My mourning soundtrack

The mourning began before he ever died. Maybe that's the way it always is. In our case, my father  lingered for more than a year, as he faded away from end-stage blood cancer. So much of what made him Daddy was wiped out in that year. I suppose once something is snatched from you, you begin to mourn. And I certainly feel his vigor was snatched from us, from me.

So I contemplated what had been lost through music during the long car rides from my home in Connecticut to the Jersey Shore when I would visit my parents and take care of my Dad. Sometimes I simply regressed to my teen years and trawled the dial for any kind of 80s music (I'd like to thank Joan Jett, Axl Rose, Prince and Billy Joel for their support in my time of need.). Or I would nestle myself into the sounds of the New York stations I knew growing up, especially Fordham's WFUV and Columbia's WKCR (many of the others I once loved are now defunct). 

(Yes, yes it's all available via streaming, but listening to the radio in the car always feels right, and once I left the hinterlands of Connecticut behind me, it was a joy to tune into the NY stations -- the best of college radio, no doubt).

Listening to WKCR was particularly apt because my father was a big fan, and as I've mentioned here, the station blessedly still broadcasts shows recorded by Jazz aficionado Phil Schaap, even though he died in September. One day as I sped up the Garden State Parkway, I lucked into a Charlie Parker birthday marathon broadcast. (Oh lord I just grasped this idea: my father and Phil Schaap died during the same year! How odd, that tiny shard of a coincidence brings me a tiny shard of comfort. They are for better or for worse together among the People We Lost in 2021).

The car rides were necessary time machines, indulging my need for nostalgia, for returning to the years before illness changed everything. I'd always enjoyed my visits to their house on the Shore, impromptu mini-vacations that included trips to the beach and lots of conversation on the porch (my father even placed a lamp out there to read at night -- sheer delight). But in the past year (really two), these visits were turned over to pharmacy runs, grocery shopping trips, pill-counting drills.

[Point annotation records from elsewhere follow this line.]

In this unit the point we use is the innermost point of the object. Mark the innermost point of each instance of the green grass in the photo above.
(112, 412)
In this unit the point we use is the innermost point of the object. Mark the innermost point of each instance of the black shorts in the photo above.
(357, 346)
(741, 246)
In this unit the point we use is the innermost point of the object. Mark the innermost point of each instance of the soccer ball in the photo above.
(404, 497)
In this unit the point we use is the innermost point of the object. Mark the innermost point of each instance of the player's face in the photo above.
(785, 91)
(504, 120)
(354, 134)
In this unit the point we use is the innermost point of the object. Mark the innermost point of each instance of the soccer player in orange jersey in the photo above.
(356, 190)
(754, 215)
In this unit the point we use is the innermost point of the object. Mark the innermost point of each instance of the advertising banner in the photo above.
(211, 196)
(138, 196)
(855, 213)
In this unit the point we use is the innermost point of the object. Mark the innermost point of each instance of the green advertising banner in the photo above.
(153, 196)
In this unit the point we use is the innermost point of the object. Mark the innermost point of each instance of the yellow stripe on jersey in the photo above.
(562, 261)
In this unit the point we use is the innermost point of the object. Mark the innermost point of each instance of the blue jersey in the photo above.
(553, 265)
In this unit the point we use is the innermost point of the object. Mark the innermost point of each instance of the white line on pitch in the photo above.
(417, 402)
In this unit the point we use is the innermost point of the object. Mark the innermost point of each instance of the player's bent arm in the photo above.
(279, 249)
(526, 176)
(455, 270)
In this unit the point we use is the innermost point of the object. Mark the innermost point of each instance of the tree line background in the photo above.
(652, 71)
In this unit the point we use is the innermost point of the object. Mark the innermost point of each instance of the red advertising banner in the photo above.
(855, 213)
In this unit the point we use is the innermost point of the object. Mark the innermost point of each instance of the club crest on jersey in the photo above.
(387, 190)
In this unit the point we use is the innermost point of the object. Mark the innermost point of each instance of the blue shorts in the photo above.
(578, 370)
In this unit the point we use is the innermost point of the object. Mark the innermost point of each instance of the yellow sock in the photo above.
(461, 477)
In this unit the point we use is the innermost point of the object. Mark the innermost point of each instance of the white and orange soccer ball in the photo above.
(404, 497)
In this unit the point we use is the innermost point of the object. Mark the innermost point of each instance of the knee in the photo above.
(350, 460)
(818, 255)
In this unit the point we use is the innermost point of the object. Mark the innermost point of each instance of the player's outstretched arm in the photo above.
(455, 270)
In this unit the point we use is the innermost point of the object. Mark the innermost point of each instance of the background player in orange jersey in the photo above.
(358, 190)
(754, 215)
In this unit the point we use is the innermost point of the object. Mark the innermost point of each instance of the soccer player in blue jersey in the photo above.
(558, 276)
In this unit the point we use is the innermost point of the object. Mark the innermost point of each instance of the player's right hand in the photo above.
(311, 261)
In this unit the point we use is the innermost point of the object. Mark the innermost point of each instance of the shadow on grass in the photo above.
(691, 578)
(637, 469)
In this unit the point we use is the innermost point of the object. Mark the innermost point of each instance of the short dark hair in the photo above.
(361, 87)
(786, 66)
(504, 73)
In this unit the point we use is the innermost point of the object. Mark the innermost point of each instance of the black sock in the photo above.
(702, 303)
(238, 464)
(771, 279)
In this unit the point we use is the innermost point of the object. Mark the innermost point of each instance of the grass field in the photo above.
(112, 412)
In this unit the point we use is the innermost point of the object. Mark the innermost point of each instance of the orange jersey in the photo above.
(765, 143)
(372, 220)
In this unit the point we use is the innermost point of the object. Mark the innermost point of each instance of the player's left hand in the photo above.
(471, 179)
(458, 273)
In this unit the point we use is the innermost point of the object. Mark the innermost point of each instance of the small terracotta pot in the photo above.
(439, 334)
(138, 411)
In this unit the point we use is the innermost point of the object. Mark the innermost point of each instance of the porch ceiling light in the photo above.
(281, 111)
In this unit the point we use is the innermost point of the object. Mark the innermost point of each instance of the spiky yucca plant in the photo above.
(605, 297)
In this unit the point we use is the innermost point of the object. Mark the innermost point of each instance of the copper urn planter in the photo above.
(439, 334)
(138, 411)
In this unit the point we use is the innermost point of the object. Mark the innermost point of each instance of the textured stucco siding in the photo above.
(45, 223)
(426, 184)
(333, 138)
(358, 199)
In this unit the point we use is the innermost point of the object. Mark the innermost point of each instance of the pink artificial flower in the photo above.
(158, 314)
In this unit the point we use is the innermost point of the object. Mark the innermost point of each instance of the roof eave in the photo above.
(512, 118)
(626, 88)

In that interim space between leaving their house -- leaving a kind of purgatory, inasmuch as my parents were stuck in limbo, my father gravely ill but still alive -- and arriving back home to Leo (ideally with a smile on my face), I needed a few moments to reflect on the void I'd slid into. He was dying, there would be no reprieve and anything I'd planned now meant nothing.

And as I surfed the dial, my beloved 80s music, Phil Schaap's voice, and 1010 WINS traffic updates formed part of the soundtrack in the void (I'll gladly give you 22 minutes, my 1010 WINS friends).

Other times I sought out specific songs on my phone. A few from my mourning soundtrack:

Adele's "Hello" ("I'm sorry for everything that I've done")

Stevie Wonder's "If You Really Love Me"

Paul McCartney and Wings, "Silly Love Songs"

Francis and the Lights, "May I Have This Dance?"

U2, "One"

U2, "Cedars of Lebanon"

Louise Attaque, "Du Nord Au Sud"

Handsome Boy Modeling School, "The Truth"

Maria Callas, "Casta Diva"

Luca Carboni & Jovanotti (live), "Mi Ami Davvero"

Vienna Boys' Choir, "Little Drummer Boy" 

Chrissy Hynde, "Have Yourself a Merry Little Christmas"

John Lennon, "God"

Van Morrison, "Saint Dominic's Preview"

Amy Winehouse, “Tears Dry on Their Own,” (from “Amy Winehouse at The BBC”)

Smashing Pumpkins (cover), "Never Let Me Down Again"

The Grateful Dead, "Brokedown Palace"

Steve Winwood, "Take It to the Final Hour" (refrain: "What my father says...")

Elton John's "Your Song"

Bruce Springsteen, "Jungleland"

Ravel's "Bolero" (almost impossible for me to separate this work from my parents since it's probably the first work of classical music I can remember loving; I believe I'd already heard it by the time Torville and Dean used it -- to great effect -- in the Olympics)

*

During the final car ride home the night before he died, I played Stevie Wonder's "If You Really Love Me" over and over. It had popped into my head, for reasons unknown, and it plunged me into nothing short of a river of tears. I don't necessarily think the words apply to my specific situation -- my father loved me all right, he even said I was his twin! -- I merely think the desperate need for love at the story's heart reflected the particular ache of seeing my father so close to death. At times during his convalescence, I thought, 'Let this cup pass from Mommy.' But alas.

In another post, I will tell you the ways a movie called "The Straight Story" aided and abetted my precocious grief.

All of this probably means I like to wallow in grief, maybe even at times when it isn't truly grief engulfing me but simply stress or frustration.

But I think indulging the tears has helped me. Fellow grievers, do you hear me? You've lost something. And even if you're only in your car on the way back from school drop-off, acknowledge tearfully what has been snatched from you, and the high holy cost of that theft.